If you wish to know what the formula is doing, the explanation is below. The formula above is split across three lines to facilitate the following explanation.

Excel’s internal date time format is a real number where the part before the decimal point is the number of days and the portion after the decimal point is the fraction of a day.

The first line of the formula extracts the year/month/day portion and converts it into the full days portion of the result

The second part of the formula extracts the hours/minutes/seconds portion and converts it into the day fraction portion.

The third and final part obtains the time zone portion of the ISO-8601 timestamp and converts it into another day fraction part.
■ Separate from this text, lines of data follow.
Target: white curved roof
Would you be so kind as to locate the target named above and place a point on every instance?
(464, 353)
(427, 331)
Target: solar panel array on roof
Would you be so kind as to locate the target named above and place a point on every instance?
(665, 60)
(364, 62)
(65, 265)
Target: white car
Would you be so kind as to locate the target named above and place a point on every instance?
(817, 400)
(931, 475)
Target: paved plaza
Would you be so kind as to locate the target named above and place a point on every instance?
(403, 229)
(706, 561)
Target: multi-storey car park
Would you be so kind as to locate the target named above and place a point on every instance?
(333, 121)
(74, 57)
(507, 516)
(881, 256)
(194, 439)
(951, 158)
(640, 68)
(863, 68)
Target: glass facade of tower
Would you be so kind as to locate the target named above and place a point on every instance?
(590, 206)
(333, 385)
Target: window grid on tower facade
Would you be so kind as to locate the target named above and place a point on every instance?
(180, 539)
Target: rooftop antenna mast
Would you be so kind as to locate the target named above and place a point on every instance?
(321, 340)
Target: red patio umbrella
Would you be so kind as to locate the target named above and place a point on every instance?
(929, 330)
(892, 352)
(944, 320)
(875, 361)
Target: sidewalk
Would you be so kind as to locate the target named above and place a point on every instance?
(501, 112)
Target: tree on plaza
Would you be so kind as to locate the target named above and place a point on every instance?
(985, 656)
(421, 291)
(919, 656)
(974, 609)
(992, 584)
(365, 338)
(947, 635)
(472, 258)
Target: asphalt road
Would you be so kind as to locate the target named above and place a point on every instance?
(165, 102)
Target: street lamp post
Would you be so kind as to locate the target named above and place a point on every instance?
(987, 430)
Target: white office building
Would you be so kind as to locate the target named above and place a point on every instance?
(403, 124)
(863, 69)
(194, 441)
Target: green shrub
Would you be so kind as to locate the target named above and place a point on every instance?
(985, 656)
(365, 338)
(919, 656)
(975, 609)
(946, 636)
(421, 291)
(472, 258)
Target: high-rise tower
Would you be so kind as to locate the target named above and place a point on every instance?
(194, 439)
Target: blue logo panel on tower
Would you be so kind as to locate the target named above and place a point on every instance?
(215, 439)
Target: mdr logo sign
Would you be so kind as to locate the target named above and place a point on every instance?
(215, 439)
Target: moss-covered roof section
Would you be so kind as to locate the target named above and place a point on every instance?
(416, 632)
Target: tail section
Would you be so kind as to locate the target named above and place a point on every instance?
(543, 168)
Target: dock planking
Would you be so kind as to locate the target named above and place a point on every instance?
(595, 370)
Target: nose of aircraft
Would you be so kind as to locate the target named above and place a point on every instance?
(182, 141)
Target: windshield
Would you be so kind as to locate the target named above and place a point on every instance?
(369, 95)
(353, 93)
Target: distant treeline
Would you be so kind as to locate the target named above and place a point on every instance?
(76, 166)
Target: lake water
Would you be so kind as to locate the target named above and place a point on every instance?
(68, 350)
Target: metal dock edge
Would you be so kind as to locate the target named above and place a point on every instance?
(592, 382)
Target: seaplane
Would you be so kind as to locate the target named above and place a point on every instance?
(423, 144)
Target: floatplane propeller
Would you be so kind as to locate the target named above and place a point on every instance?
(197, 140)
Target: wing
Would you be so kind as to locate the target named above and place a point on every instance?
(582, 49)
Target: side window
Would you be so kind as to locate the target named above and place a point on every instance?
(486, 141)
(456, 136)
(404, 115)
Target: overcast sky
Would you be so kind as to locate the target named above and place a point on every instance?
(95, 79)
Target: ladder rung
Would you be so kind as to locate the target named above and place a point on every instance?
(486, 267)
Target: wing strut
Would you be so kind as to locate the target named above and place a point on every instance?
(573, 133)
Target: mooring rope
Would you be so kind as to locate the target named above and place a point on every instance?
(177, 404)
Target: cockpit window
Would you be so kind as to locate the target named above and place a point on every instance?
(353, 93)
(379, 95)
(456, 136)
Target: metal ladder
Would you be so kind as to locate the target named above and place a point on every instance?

It checks for the special Z time zone that indicates a zero offset. If it is not Z, the time zone is in ±HHMM format so the formula extracts the HH portion separate from the MM portion, computes the total as a number of minutes and divides by 1440 (the number of minutes in a day) to arrive at a final day fraction component that is added to the amount determined by the first two parts of the formula. Any leading plus or minus sign is used to correctly perform this computation.